Pesquisa da ENSP aborda o uso da força policial sob a ótica da violência e saúde

O conteúdo da fala desse paciente, explica Marcelle, expunha seu medo de ser punido, o que, muitas vezes, implica ser preso e/ou perder o emprego, ou de morrer por uma decisão que o levasse ou a exceder no uso de sua força policial militar ou a se omitir diante da urgência de algo que deveria ser feito por meio desse mesmo uso. “Sua preocupação se justificava pela Polícia Militar ter a função ostensiva.” Ou seja, elucida a psicóloga, essa fala está nas esquinas das cidades identificada, equipada e autorizada a usar a força para manter a ordem pública, fazendo com que os policiais, em seu cotidiano, sejam demandados a atuar numa grande variedade de acontecimentos que requerem intervenções imediatas para fazer cessar algum tipo de desordem ou conflito. “Tal entendimento conduz à perspectiva de que a atividade policial está amparada na possibilidade do uso da força.”
Então, aponta Marcelle, o abuso de força policial acaba sendo individualizado na figura do sujeito policial, normalmente visto como despreparado, desvalorizado e estressado. “Não que tudo isso não contribua de maneira essencial para os excessos cometidos por policiais, mas esses não podem ser explicados unicamente por tais argumentos, senão como parte de uma dinâmica que envolve as instituições policiais e que se insere na monopolização da violência supostamente legítima, constitutiva do Estado Moderno.” Por isso, admite-se que o uso da violência revela-se parte inerente da atividade policial, uma vez que, por meio de sua monopolização pelo Estado, a polícia está autorizada ao uso da coação, numa tentativa de instauração da paz na vida social.

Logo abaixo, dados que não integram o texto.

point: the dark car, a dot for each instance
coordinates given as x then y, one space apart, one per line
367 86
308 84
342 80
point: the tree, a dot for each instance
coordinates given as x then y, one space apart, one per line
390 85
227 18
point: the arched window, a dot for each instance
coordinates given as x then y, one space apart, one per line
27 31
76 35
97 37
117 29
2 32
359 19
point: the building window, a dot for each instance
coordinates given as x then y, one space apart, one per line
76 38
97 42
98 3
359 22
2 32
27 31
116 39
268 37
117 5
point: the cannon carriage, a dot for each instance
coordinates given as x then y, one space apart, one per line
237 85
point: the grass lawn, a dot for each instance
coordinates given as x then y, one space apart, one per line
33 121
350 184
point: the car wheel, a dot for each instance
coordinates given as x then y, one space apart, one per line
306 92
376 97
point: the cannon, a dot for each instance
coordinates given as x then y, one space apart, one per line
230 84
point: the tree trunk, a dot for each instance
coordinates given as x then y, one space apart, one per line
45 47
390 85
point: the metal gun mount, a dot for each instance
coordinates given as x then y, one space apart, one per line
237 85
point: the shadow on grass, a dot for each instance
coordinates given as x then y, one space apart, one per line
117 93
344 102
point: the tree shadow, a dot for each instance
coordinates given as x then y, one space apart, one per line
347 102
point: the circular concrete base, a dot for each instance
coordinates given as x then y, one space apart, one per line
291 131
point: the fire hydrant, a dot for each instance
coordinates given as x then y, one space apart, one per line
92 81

Nessa busca por restringir a aplicação da força pelo Estado de direito, disse a aluna, acabou-se por autorizar seu exercício residual à polícia, tornando-a o único meio de violência legal capaz de responder prontamente às diferentes demandas no espaço público. Ela destaca que as sociedades democráticas instituem as polícias como seu aparato coercitivo e, para tanto, delegam à instituição o uso da violência para a manutenção da ordem. “A justificação do uso ilegítimo da força pela polícia tem como raiz a ideia de que somente a força pode conter a ameaça do crime.”
Segundo Marcelle, diante do material bibliográfico encontrado pela pesquisa, vê-se que a perspectiva da violência como intrínseca ao ofício policial é ofuscada pela sua vertente de abuso e excesso, contribuindo para a incompreensão acerca do exercício da violência autorizada pelo Estado como inerente ao trabalho policial militar. “A ênfase na violência policial em situações de conflitos armados e combate ao crime massifica a imagem da polícia como violadora dos direitos humanos, desconsidera a relação da força com as atividades de manutenção da ordem e aumenta a distância entre polícia e sociedade.”
A dissertação de Marcelle Braga Barbosa objetivou articular as noções de constituição do Estado, monopolização da violência e polícia por meio de referenciais teóricos acerca dos estudos sobre a polícia, além de discutir sobre a polícia militar no Brasil e a institucionalização do excesso de violência policial no período entre 1980 e 2015. Ela é especialista em Políticas e Gestão em Segurança Pública pela Universidade Estácio de Sá (2013), e em Psicanálise e Saúde Mental pela Universidade do Estado do Rio de Janeiro (2012). Possui graduação em Psicologia pela Universidade Federal Fluminense (2007).